Telluride Science Town Talks: “Plastic: Changing Narrative from Waste to Resource,” 6/3!

This coming week the 2025 Telluride Science Town Talks series begins with “Mining Plastic: Changing the Narrative from Waste to Resource.” The event takes place Tuesday, June 3, 6:30 pm, doors, 6 p.m., at the Telluride Conference Center in Mountain Village. Town Talks are FREE and open to the public.

Visit telluridescience.org to learn more about Telluride Science and the capital campaign to transform the historic Telluride Depot into the Telluride Science & Innovation Center. The venue is the permanent home for Telluride Science and a global hub of inspired knowledge exchange and development where great minds get to solve great challenges.

The 2025 Telluride Science Town Talks series is presented by Alpine Bank with additional support from the Telluride Mountain Village Owner’s Association.

Go here for more about Telluride Science.

Go here for more on Town Talks.

Remember the hit movie “The Graduate?” The narrative opens with recent college grad, Benjamin Braddock (Dustin Hoffman), trying to figure out what comes next. At a celebration around his parent’s pool, a guest sums up his career in one word: plastics.

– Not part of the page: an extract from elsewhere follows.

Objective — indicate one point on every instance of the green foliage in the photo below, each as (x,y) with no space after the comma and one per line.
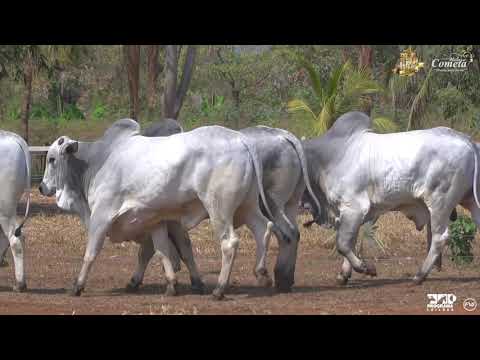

But that was then, the 1960s.

Over the decades that followed, every year tens of thousands of tons of plastic waste was and continues to be produced in the United States alone yet, despite the mountains of recycling labels, 85 percent of those plastics end up in landfills. Fact is only about 2 percent of single-use plastics are recycled annually, and what little is recycled is only reused once before those products too wind up in landfills.

Bottom line: the U.S. is woefully unprepared for the scale of its plastic waste problem – but viable solutions are in the works.

Meet.Dr. C. Michael McGuirk.

Dr. C. Michael McGuirk, courtesy Telluride Science.

McGuirk and his team at Colorado School of Mines are hoping that chemical recycling proves to be the solution to our country’s daunting plastic challenge.

Their Big Idea is to use chemical compounds called superacids – which are less scary than they sound – to break plastics down into their base element or small building blocks called polyolefins. Recycling can then be achieved much more efficiently and on a much larger scale than is possible through existing – and relatively ineffectual – practices.

In short, with right infrastructure, chemical recycling with superacids could totally change how we look at recycling and plastic waste.

McGuirk sums up: “We literally have a free store of solid oil – the building block of plastic – sitting in our landfills and if we can figure out how to ‘mine’ that resource out of those discarded plastics, there is a lot of potential as to what we can do with it.”